Insurance rate hikes aren't stopping for Texas residents
Alex Winslow, executive director of Texas Watch, a consumer protection and citizen advocacy firm, told The Dallas Morning News that Texas residents should not hold their breath regarding insurance premiums going down anytime soon.
“I expect to see more rate increases coming down the pike later this year or early next year,” Winslow said. “It's become an annual event where the companies file for higher rates and then implement them without objection.”
Winslow said he's noticed a “pattern with the major insurance companies of continuously raising rates.” He added that he hasn't seen any valid grounds for the severe price spikes.
Homeowners in The Lone Star State who are unhappy with their current insurance premiums or policies should contact SelectQuote Auto & Home Insurance. SelectQuote provides users with comparison shopping, allowing them to choose from a dozen of the nation's blue-chip insurers to find the best policy for their individual needs.

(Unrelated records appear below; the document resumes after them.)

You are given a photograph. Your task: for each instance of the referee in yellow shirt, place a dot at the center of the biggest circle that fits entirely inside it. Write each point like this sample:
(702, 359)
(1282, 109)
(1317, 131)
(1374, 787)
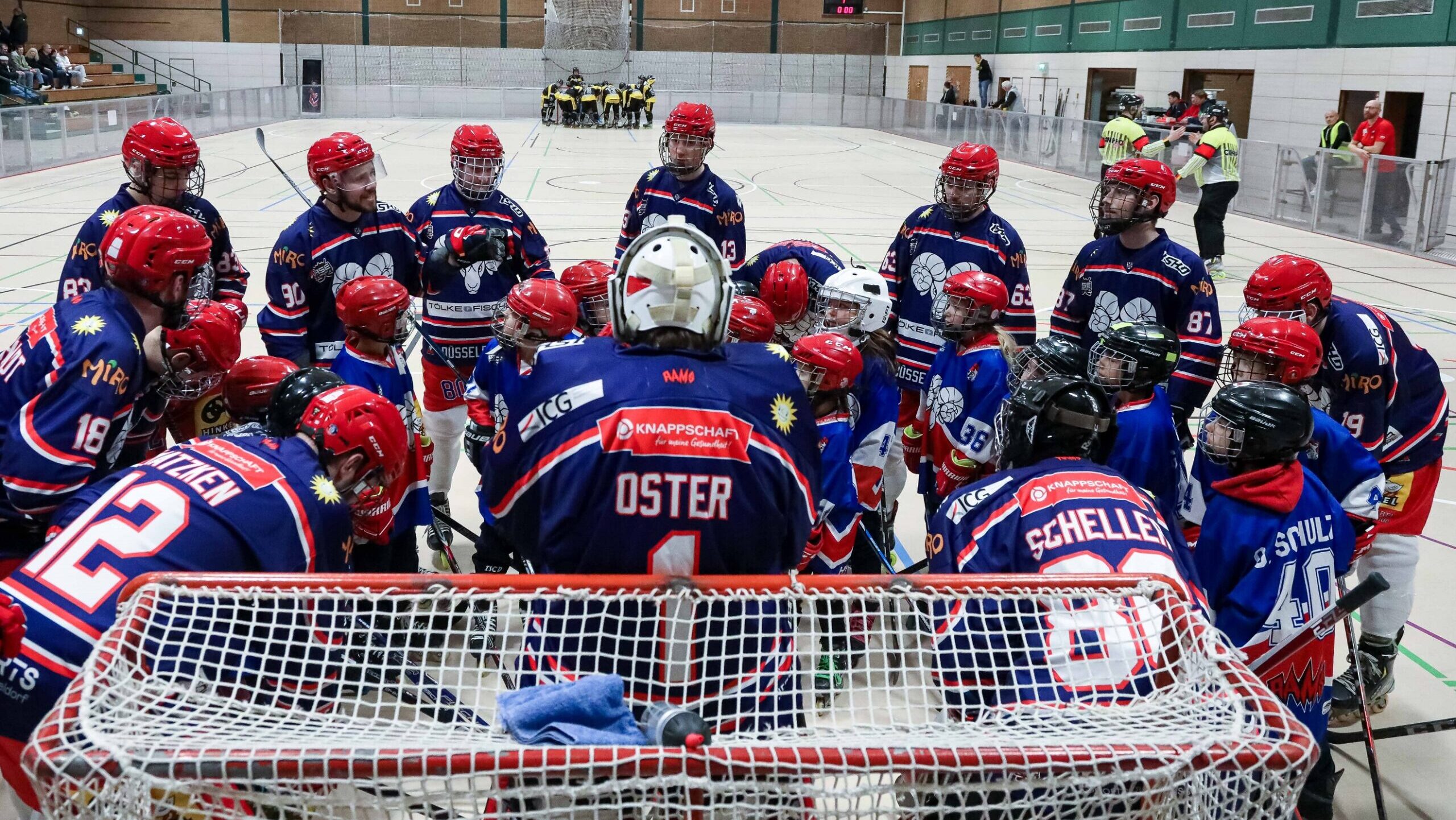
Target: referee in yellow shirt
(1215, 167)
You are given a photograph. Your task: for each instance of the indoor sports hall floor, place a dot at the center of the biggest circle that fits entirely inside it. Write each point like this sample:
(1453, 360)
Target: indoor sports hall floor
(843, 188)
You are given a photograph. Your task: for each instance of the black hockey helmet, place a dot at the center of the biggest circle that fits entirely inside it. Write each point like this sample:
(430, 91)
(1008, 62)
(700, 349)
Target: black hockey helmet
(1256, 421)
(1056, 416)
(293, 394)
(1049, 356)
(1133, 356)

Texas insurers continue to make big gains
The Dallas Morning News reported the three largest insurance providers in Texas—Allstate, Farmers and State Farm—all reported vastly improved bottom lines from 2012 to 2013 as they ratcheted up profits.
To cover property losses, Texas insurers doled out 44.8 percent of their premiums in 2013. In the year prior, insurance companies used 54.5 percent of premiums to pay for their losses, which is why profits went up. A loss ratio of 60 percent or lower is considered a prime goal for insurance companies, according to the Morning News.